I due si limitarono a guardarlo, dubbiosi su come insultarlo.

«Io me ne tiro fuori, vi ricordo che sono fidanzato». Disse Giacomo, buttando giù il terzo caffè da che erano entrati al bar.

Se Mattia ricordava bene, Eleonora, la fidanzata in questione, era leggermente gelosa.

Non che non ne avesse motivo, visto l'episodio di due anni fa, anche se metà della colpa era di Romeo. E metà sua, ma alla fine a farne le spese era stato Giacomo.

«Che mi dici degli altri?» chiese ad Romeo, tanto per sentire un po' i suoi deliri.

Il fotografo si fermò a pensare un momento, poi sollevò un dito.

«Allora... togliamo i più vecchi, tipo il capo, Tommaso e Ciro, che sono sposati; quell'americano, Clark, è fidanzato pure lui, ma la sua ragazza sta in America».

«Tu come lo sai?» chiese Mattia, già pronto alla risposta.

«Gliel'ho chiesto, e ti posso dire che non se ne vanta abbastanza: una texana alta, bionda, con due...»

«Abbiamo capito». Lo fermò Mattia, mentre Giacomo si scusava con un vicino tavolino di incartapecorite signore di mezza età.

Le tre cariatidi li fissavano da dietro grosse tazze di tisana, con gli occhi infossati nei volti rugosi, pieni di interesse e giudizio.

«Quell'altro nuovo arrivato mi preoccupa, ma non troppo... alla fine rimango la miglior scelta del nostro ufficio».

Mattia rise. Forse si sarebbe dovuto offendere per non essere nemmeno stato contato, oltre che per la leggerissima arroganza con cui Romeo lo aveva liquidato.

Ci voleva tanta calma e tanta conoscenza per passar sopra quel suo finto narcisismo, ma dopo vent'anni sapeva riconoscere le sue parole come le simpatiche fanfaronate che erano.

«Ferrucci dici? Non lo so, ho sentito Giulio poco fa, non è proprio un collega modello». Giacomo continuava a giocare con il cucchiaino nella tazza.

«Arrampicatore?» fece Mattia. Il sonno stava tornando all'attacco contro il caffè.

«Pare di sì, è stato trasferito altre due volte; sembra il classico tizio che fa un errore e da la colpa agli altri».

«Casca male allora» Romeo rise. «Ciro e il capo hanno archivi al posto della testa, al primo scherzetto lo incateneranno alla fotocopiatrice»

«O lo faranno finire nel Tevere». Aggiunse Mattia.

«Speriamo con la fotocopiatrice dietro». Ridacchiarono tutti alla battuta di Giacomo.

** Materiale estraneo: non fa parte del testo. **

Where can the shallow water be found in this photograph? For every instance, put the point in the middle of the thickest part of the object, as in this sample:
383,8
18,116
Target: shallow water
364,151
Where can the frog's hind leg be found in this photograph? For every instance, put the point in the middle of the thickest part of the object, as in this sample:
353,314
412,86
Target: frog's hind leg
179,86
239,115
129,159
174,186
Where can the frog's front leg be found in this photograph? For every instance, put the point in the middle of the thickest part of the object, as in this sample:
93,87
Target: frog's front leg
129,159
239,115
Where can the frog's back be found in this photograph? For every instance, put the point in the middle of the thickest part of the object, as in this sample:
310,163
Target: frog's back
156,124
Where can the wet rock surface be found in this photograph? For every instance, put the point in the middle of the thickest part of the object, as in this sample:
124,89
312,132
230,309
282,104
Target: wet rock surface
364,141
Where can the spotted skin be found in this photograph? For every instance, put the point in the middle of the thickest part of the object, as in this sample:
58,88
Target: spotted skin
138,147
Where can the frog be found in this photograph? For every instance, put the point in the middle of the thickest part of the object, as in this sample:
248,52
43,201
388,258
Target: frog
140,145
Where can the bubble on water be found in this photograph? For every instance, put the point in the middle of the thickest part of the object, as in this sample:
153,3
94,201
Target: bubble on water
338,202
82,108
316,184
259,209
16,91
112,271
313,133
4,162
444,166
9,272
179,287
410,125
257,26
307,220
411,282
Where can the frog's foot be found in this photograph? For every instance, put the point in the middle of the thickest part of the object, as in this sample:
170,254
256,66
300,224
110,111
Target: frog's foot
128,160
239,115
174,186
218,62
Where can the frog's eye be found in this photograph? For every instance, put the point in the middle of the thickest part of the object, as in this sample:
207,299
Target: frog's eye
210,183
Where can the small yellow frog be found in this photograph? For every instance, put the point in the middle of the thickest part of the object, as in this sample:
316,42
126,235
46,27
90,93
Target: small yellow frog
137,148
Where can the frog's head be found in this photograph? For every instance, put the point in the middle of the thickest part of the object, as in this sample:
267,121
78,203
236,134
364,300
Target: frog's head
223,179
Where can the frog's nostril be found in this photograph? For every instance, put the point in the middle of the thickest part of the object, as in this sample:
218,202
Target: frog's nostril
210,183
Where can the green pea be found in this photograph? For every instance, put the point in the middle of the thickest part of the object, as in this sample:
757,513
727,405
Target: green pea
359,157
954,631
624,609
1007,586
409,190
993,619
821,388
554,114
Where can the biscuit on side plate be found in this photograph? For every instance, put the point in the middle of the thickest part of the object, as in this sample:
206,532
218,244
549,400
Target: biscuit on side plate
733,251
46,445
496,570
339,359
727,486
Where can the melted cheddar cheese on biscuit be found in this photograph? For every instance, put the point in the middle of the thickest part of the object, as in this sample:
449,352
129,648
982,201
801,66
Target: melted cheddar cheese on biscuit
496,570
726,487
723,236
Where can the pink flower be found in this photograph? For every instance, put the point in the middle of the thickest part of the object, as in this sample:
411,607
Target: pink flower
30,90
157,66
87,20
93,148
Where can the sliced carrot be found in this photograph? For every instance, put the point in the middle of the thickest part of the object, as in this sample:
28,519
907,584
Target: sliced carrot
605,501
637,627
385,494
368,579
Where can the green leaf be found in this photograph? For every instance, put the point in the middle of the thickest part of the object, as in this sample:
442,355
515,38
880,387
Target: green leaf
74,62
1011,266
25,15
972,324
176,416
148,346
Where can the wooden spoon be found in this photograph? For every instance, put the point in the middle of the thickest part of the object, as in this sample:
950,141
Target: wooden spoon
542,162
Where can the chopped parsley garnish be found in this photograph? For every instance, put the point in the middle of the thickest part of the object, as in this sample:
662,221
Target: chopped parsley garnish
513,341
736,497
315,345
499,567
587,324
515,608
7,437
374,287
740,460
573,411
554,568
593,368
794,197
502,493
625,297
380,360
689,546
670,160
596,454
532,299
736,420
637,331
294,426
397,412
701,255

La macchina in questione era un modello secolare, progettato apposta per incepparsi tre volte ogni due stampe, con i cassetti della carta perennemente incastrati e complessi meccanismi a tempo per cambiare i toner.

Essere assegnati alle fotocopie era tra le peggiori punizioni dell'ufficio.

Dopo qualche altra chiacchiera, decisero di tornare all'argomento centrale dei loro discorsi.

«E Lorena?» chiese Giacomo. Il sorriso di Romeo si incrinò appena.

Era un segreto di pulcinella dell'ufficio, anche se entrambi i diretti interessati facevano tutto ciò che potevano per negarlo.

L'avvocata in particolare, se si sollevava la questione, diventava davvero intrattabile.

«Beh... chi non apprezza non merita». Romeo si ravvivò i ricci castani, giusto per farsi vedere meglio da un paio di ragazze lì vicino.

E farsi criticare di nuovo dalle vecchiette.

«Il tuo piano è farla ingelosire? Ti ricordi come è finita con Maria?» continuò Giacomo.

«Ti sei disperato per un mese intero, e te ne è servito un altro per riuscire a farti "salutare" di nuovo». Mattia mimò con le dita le virgolette, visto che con "salutarsi" si intendeva Lorena che scoccava occhiate omicide al fotografo.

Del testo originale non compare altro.